Nikon's 2016 AA-powered budget compact — 16MP CCD, 26-130mm equiv 5x zoom, 720p video, not the APS-C Coolpix A.
The Nikon Coolpix A10 was a budget compact announced in January 2016, launching Nikon's short-lived entry A-series alongside the A100 and A300. Despite the name it has nothing to do with the enthusiast APS-C Coolpix A of 2013 — the A10 effectively continued the AA-powered L-series recipe at a launch price of around £60, in black, red, silver and white.
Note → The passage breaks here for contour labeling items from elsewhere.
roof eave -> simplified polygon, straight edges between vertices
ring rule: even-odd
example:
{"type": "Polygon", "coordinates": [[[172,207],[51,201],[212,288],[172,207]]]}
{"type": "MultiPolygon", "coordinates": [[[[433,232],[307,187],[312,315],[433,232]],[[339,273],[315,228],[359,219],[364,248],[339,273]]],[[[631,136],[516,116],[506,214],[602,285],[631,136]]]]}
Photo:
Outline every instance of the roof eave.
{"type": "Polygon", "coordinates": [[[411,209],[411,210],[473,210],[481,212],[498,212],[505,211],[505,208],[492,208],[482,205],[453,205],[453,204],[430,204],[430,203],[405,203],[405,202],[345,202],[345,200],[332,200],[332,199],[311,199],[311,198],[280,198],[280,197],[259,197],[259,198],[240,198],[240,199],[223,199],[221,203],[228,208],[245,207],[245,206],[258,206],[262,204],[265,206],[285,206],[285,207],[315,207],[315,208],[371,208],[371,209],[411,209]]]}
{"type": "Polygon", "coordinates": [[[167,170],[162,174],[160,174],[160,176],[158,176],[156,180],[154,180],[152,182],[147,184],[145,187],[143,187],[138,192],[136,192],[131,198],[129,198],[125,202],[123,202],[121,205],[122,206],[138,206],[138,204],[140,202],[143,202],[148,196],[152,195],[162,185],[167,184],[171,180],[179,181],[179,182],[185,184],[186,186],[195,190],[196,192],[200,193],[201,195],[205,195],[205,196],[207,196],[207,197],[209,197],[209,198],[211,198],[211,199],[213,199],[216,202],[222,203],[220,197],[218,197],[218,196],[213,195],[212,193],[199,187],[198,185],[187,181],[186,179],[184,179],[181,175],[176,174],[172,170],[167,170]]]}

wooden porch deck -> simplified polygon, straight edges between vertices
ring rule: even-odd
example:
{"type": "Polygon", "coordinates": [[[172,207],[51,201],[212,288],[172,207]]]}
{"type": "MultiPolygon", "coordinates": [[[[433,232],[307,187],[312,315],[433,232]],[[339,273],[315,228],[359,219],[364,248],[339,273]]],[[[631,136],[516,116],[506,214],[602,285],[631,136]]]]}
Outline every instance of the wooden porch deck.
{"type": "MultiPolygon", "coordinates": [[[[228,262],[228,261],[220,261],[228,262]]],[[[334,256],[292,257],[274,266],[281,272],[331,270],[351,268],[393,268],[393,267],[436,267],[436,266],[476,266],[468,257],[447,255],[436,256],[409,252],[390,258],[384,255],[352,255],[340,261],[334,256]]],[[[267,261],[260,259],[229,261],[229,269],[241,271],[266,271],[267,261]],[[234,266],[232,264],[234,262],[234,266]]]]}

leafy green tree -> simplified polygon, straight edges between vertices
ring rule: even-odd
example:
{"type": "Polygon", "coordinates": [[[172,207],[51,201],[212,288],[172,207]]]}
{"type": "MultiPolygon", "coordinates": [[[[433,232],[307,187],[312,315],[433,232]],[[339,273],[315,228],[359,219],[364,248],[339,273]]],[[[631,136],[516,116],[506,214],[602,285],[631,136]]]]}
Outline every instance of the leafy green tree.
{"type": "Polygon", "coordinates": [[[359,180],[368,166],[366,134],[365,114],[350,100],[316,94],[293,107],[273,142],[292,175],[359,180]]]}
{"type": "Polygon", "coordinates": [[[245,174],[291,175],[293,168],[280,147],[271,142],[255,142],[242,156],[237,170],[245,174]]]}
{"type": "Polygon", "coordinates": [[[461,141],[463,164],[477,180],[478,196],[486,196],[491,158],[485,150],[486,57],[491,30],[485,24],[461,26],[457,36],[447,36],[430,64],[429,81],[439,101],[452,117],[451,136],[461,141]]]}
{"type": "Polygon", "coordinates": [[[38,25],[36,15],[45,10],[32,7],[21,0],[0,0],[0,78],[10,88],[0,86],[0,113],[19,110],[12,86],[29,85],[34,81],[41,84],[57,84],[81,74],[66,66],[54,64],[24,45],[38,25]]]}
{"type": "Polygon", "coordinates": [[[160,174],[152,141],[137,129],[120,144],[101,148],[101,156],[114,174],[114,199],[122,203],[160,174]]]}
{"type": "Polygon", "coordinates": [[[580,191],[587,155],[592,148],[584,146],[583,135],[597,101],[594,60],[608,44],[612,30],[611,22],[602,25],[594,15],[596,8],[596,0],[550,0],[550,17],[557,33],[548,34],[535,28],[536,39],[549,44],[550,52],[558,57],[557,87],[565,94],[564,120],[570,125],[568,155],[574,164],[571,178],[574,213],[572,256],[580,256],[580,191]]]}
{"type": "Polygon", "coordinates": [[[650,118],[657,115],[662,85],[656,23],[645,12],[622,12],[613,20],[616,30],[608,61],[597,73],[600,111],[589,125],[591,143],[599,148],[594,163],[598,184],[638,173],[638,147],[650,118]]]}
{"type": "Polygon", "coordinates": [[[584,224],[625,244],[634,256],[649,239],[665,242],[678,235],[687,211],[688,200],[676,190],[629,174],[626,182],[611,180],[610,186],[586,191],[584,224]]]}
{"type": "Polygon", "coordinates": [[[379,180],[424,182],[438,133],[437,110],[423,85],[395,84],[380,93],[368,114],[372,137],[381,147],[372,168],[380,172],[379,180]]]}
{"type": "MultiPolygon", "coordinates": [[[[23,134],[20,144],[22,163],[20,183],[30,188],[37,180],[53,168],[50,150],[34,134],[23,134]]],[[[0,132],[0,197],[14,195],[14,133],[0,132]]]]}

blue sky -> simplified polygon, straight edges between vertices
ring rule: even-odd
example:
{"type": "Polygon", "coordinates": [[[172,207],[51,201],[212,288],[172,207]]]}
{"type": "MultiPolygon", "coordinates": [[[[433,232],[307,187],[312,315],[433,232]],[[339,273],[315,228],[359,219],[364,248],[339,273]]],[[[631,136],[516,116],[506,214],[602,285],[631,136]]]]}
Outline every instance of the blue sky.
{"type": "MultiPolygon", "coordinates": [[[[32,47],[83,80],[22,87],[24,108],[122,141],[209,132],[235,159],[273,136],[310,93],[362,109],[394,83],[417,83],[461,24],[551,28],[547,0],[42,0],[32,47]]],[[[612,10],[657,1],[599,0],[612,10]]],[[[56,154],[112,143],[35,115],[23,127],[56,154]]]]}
A 16-megapixel 1/2.3-inch CCD sits behind a 5x optical zoom spanning 26-130mm equivalent at f/3.2-6.5. Sensitivity covers ISO 80-1600, video records at 720p HD, and the rear 2.7-inch LCD has 230,000 dots. The plastic body measures 96x59x29mm and weighs about 160g, storage is on SD cards, and two AA batteries supply power — one of the last new cameras sold with AA cells.
As one of the final CCD-based compacts Nikon made, the A10 has picked up interest from the retro-digicam crowd as well as buyers wanting a dead-simple camera for kids or travel. Operation is fully automatic with scene modes; the slow telephoto aperture and electronic-only blur reduction mean it is happiest outdoors in daylight.
Because it sold until late in the compact era, clean boxed examples are common and cheap. AA power removes battery-obsolescence risk entirely and SD cards are current, so the checks are simple: lens extends without error, flash fires, screen unmarked, battery contacts clean. Beware listings that confuse it with the premium Coolpix A — the price difference is large and the cameras share nothing but a letter.